El incidente ocurrió cerca de la cuadra 20200 de la avenida 15 del noreste, en el área de Ives Estates. Según las autoridades, la menor fue hallada en el fondo de la piscina de una casa ubicada en esa zona residencial.
Equipos de emergencia respondieron al llamado y trasladaron de urgencia a la niña al Jackson North Medical Center, donde los médicos intentaron salvarle la vida. Sin embargo, poco después fue declarada muerta.
Hasta el momento, las autoridades no han divulgado la identidad de la menor ni han precisado cuánto tiempo estuvo dentro del agua antes de ser rescatada. La investigación continúa para esclarecer las circunstancias exactas que rodearon el trágico suceso.
Un equipo de la cadena Local 10 News acudió al lugar de los hechos y reportó que el inmueble donde ocurrió el incidente presuntamente funciona como alojamiento temporal tipo Airbnb. Un vecino indicó al medio que familiares de la niña habrían llegado a la vivienda durante la noche, aunque esta información no ha sido confirmada oficialmente por los investigadores.
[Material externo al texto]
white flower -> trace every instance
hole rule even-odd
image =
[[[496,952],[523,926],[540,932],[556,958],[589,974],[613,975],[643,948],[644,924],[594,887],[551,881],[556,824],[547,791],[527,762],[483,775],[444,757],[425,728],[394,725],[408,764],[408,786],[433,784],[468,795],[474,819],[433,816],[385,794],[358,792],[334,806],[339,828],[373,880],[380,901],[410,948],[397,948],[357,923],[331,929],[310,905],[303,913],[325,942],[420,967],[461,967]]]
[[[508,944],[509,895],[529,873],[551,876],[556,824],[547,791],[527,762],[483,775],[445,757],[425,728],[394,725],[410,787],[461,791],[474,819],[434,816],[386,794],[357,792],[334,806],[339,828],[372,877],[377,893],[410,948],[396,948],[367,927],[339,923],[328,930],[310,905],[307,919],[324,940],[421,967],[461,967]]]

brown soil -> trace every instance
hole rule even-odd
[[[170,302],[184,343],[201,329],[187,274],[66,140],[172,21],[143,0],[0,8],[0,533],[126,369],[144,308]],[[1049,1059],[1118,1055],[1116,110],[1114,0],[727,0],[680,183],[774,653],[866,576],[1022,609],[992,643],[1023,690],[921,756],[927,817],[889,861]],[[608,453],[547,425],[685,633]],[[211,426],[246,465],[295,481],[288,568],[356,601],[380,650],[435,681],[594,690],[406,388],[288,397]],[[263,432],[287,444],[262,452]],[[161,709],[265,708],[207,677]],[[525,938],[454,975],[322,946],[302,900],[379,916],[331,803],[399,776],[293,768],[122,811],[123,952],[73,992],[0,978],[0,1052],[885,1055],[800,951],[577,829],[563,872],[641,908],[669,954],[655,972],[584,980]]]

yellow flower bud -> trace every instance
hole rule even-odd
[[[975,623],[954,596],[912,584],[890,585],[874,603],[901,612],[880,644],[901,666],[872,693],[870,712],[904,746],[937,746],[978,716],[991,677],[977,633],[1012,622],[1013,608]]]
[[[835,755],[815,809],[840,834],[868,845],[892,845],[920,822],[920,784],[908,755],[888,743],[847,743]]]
Las autoridades reiteraron que el caso sigue bajo investigación y pidieron a cualquier persona que tenga información relevante que se comunique con la oficina del sheriff.
El fallecimiento de la menor vuelve a poner en el centro del debate la seguridad en piscinas residenciales. De acuerdo con los Centros para el Control y la Prevención de Enfermedades (CDC), el ahogamiento es la principal causa de muerte accidental entre niños de 1 a 4 años en Estados Unidos.
La mayoría de estos casos ocurre precisamente en piscinas ubicadas en viviendas particulares. Las autoridades de salud pública insisten en que muchos de estos accidentes pueden prevenirse con medidas básicas de seguridad y supervisión constante.
Entre las recomendaciones más comunes figuran la instalación de cercas de cuatro lados alrededor de las piscinas, puertas con cierre automático y sistemas de alarma que alerten cuando un niño accede al área del agua sin supervisión.
El Departamento de Salud de Florida en Miami-Dade también recomienda que padres y cuidadores aprendan técnicas de reanimación cardiopulmonar (RCP), ya que una respuesta rápida puede marcar la diferencia en situaciones de emergencia.
En Florida, la legislación estatal establece requisitos de seguridad para piscinas residenciales. La llamada Ley de Seguridad Residencial y de Piscinas de Florida exige que las propiedades cuenten con barreras protectoras, cercas o puertas de seguridad destinadas a impedir que los niños pequeños accedan al agua sin supervisión.